Brownlow M. Speer for the defendant.
William F. George, Assistant District Attorney, for the Commonwealth.
The appeal is from a conviction of rape. Virtually every aspect of the victim's testimony (including that concerned with the actual intercourse) was corroborated by the live testimony of percipient witnesses which was admitted for its truth. In addition, there was evidence from which the jury could have found that the defendant had dropped from sight immediately following the rape and had not been arrested until some four months thereafter. A report from the State police crime laboratory recited a criminologist's opinion that a sample of "dark brown pubic hair [taken from the victim] is consistent in color and microscopic appearance with the dark brown colored human pubic hairs found on" a pair of undershorts which the police seized in the defendant's apartment on the day of the rape.
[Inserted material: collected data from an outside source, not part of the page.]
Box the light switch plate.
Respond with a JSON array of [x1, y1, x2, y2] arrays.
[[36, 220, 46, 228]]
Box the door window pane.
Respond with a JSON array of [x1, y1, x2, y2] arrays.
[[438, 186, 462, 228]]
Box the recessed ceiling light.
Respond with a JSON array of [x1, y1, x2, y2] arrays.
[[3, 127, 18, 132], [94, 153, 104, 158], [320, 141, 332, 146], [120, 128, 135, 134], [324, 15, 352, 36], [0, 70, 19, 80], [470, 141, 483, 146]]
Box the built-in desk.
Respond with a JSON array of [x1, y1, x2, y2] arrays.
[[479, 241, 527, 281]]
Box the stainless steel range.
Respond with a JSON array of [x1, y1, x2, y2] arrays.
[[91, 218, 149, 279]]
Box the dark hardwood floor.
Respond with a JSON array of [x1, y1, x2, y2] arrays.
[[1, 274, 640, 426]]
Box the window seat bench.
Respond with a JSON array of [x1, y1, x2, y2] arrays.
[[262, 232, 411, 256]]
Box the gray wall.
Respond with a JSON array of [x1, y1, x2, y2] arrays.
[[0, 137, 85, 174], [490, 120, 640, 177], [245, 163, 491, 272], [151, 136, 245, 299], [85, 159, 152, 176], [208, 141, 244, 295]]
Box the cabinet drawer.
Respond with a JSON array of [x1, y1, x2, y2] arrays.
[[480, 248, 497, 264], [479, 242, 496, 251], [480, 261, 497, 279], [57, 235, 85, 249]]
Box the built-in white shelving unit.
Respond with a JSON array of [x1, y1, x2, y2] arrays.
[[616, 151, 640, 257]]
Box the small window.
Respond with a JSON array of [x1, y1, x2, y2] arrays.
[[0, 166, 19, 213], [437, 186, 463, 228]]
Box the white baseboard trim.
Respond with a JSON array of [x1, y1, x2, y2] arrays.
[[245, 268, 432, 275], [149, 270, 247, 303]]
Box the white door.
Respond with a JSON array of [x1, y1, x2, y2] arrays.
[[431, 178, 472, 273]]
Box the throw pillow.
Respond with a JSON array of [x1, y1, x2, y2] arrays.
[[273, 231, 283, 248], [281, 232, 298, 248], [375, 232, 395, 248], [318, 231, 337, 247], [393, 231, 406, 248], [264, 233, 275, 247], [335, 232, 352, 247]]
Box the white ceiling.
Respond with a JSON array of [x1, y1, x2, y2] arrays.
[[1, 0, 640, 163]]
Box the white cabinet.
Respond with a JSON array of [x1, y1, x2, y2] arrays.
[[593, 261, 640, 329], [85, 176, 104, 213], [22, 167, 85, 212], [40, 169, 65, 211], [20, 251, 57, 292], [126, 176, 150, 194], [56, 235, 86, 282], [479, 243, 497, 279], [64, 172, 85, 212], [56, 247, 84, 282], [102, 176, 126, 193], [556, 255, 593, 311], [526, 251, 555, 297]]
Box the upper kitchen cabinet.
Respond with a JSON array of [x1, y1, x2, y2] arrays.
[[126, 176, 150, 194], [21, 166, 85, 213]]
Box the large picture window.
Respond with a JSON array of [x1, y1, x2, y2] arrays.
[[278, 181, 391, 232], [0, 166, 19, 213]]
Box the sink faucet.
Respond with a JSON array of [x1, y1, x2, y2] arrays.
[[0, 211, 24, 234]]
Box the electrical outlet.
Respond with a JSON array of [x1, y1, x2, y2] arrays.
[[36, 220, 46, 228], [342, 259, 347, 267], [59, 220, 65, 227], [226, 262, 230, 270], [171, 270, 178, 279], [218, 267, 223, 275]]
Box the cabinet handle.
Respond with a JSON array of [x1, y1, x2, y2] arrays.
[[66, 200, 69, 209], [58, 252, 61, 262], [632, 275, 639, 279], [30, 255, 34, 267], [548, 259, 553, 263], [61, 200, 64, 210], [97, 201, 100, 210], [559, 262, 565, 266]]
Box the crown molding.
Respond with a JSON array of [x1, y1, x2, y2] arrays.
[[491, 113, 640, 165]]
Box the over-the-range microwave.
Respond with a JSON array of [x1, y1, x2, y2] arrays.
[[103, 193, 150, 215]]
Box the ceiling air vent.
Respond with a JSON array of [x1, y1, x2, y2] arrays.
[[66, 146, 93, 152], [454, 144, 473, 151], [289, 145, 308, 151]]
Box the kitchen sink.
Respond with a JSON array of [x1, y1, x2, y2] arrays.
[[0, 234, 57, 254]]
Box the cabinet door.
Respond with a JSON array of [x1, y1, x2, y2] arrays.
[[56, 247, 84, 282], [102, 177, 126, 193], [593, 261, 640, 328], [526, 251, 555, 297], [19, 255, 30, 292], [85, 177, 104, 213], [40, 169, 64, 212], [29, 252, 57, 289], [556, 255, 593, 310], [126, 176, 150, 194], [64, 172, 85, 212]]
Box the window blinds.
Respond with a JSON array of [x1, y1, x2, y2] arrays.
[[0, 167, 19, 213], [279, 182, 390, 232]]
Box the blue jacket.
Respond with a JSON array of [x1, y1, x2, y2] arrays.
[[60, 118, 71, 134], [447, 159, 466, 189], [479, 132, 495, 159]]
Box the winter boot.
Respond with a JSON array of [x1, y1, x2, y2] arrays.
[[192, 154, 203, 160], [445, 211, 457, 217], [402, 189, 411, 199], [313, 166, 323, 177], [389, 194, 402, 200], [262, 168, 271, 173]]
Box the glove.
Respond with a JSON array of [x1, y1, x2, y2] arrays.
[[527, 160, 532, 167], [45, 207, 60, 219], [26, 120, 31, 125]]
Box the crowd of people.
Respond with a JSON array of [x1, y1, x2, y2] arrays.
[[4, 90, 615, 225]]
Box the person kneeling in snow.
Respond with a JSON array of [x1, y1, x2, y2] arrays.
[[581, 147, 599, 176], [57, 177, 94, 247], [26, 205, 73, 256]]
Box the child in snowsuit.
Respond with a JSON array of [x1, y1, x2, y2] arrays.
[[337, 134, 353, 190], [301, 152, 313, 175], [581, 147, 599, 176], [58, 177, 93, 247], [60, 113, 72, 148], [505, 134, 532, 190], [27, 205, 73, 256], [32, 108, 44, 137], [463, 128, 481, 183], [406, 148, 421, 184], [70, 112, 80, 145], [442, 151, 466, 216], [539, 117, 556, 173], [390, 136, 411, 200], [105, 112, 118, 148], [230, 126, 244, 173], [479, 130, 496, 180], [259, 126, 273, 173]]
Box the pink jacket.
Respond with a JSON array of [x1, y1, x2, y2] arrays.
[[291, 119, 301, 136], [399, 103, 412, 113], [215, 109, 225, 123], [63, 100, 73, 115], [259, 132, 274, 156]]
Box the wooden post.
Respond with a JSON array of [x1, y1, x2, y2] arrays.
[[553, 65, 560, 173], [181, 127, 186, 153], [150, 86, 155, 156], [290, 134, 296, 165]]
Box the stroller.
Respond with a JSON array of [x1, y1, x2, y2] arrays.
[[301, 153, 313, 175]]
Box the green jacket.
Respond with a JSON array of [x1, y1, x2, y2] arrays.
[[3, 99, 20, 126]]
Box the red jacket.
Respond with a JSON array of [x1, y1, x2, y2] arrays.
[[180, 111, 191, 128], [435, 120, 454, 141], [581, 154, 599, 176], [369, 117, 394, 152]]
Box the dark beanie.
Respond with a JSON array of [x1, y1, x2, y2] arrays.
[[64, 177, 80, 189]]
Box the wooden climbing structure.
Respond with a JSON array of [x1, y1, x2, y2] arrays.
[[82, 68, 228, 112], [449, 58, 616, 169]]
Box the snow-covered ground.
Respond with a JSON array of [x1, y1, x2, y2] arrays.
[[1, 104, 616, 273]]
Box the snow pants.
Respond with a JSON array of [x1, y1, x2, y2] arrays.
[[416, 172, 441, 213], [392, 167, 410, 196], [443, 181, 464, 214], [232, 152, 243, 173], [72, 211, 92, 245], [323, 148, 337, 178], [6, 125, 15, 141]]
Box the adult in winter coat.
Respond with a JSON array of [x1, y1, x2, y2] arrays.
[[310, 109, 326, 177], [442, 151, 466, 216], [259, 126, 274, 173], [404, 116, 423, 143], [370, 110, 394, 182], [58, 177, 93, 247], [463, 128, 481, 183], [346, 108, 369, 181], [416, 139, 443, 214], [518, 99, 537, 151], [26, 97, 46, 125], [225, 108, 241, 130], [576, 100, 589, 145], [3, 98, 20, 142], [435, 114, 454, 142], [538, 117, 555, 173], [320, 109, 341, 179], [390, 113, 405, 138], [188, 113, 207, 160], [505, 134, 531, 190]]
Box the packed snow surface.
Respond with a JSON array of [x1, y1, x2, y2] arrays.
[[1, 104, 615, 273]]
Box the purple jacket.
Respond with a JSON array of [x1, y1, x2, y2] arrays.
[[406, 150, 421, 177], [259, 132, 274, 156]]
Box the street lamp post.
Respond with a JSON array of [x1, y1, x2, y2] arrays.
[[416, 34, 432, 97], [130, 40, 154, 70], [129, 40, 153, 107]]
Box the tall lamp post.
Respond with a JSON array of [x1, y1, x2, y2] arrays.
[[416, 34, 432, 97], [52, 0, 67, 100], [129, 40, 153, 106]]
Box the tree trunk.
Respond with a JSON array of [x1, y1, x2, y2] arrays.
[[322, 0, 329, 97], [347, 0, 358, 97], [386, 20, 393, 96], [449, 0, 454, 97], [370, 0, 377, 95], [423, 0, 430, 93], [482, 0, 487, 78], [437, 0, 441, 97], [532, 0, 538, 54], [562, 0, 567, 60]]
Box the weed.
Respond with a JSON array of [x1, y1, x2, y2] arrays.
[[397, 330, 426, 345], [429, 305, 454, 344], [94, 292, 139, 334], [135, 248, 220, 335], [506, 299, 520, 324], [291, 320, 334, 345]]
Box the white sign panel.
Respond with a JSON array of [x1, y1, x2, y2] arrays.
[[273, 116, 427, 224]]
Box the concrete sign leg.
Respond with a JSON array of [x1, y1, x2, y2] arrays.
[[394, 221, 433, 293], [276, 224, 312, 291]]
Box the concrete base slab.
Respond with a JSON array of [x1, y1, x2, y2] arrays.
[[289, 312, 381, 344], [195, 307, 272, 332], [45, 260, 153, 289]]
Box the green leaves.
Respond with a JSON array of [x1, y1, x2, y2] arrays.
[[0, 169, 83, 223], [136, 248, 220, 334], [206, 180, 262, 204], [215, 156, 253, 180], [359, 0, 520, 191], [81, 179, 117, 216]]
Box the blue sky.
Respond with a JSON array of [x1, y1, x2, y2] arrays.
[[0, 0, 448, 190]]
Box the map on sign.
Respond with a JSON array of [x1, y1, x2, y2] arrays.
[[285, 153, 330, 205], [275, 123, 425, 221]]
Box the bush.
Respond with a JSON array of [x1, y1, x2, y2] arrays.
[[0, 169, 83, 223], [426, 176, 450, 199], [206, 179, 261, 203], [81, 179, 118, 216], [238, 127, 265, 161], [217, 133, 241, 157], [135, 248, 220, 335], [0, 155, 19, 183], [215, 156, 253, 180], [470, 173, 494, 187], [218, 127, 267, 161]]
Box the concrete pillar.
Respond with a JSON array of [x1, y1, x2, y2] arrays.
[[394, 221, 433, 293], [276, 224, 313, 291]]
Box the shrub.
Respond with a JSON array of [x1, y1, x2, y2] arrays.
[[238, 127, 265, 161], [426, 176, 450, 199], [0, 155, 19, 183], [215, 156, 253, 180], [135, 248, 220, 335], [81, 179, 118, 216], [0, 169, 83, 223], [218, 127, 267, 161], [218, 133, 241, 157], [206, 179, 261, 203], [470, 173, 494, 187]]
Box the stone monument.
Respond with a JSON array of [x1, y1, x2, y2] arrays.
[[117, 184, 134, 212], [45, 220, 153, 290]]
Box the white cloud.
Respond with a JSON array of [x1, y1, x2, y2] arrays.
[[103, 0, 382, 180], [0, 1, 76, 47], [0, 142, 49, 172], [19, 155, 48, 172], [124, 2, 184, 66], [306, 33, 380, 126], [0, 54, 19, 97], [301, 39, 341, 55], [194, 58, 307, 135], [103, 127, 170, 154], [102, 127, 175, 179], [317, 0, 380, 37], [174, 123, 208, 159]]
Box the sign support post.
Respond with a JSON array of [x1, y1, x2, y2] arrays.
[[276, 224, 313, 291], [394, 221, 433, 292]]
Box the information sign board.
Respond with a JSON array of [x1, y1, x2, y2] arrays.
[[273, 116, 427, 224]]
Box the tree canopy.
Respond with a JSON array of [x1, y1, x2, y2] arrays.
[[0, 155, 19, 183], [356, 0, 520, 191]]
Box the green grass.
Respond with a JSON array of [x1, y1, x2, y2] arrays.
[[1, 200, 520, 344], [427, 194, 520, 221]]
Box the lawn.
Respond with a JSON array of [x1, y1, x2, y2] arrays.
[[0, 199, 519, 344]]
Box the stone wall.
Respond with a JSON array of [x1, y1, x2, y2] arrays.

The defendant, who had an extensive criminal record, was caught on cross examination on at least one bit of his testimony which, the jury could have found on the basis of subsequent evidence, was an outright lie. 1. The defendant's first argument is directed to the ruling by which a State trooper was permitted to read to the jury an account of a fresh complaint by the victim which had been prepared by the trooper but which had not been signed by the victim. Contrast Commonwealth v. Izzo, 359 Mass. 39 , 43 (1971); Commonwealth v. Wallner, 6 Mass. App. Ct. 886 , 886 (1978). The prosecution had failed to establish any of the evidentiary prerequisites to the reading of the account. See Commonwealth v. Pickles, 364 Mass. 395 , 401-402 (1973); Commonwealth v. Bookman, 386 Mass. 657 ,
662-664 (1982). No question was raised as to whether parts of the account should have been excluded as inflammatory or because more detailed and explicit than the testimony of the victim. See Commonwealth v. Bailey, 370 Mass. 388 , 396, 397 (1976); Commonwealth v. Tucceri, 9 Mass. App. Ct. 844 , 844-845 (1980); Commonwealth v. Cutter, 9 Mass. App. Ct. 876 , 876-877 (1980); Commonwealth v. McCarthy, 12 Mass. App. Ct. 722 , 727-728 (1981). The judge, before he permitted the account to be read, gave the jury proper limiting instructions as to the only purpose for which a fresh complaint can be considered, and those instructions were echoed in the charge. In all the circumstances we are not persuaded that any error in allowing the trooper to read the account requires a new trial. 2. No question of silence on the part of the defendant during the course of any pretrial interrogation, whether prearrest (see Commonwealth v. Sazama, 339 Mass. 154 , 155-157 ; Commonwealth v. Burke, 339 Mass. 529 , 531-533 ) or postarrest (see Commonwealth v. Mahdi, 388 Mass. 679 , 694-696 ), was implicated by the line of questioning which the prosecutor explored with the defendant as to whether he had known that the investigating officer wanted to question him and as to whether the defendant had been in touch with the officer. The prosecutor made nothing of the testimony in his closing argument, nor did the judge make any reference to it in his charge. Contrast Commonwealth v. Nickerson, 386 Mass. 54 , 59-63 (1982); Commonwealth v. Aparicio, 14 Mass. App. Ct. 993 (1982). As the defendant concedes, there was no timely objection to any part of the line. In view of the overwhelming evidence against the defendant, we are satisfied that any error in any of the respects now complained of was harmless beyond a reasonable doubt.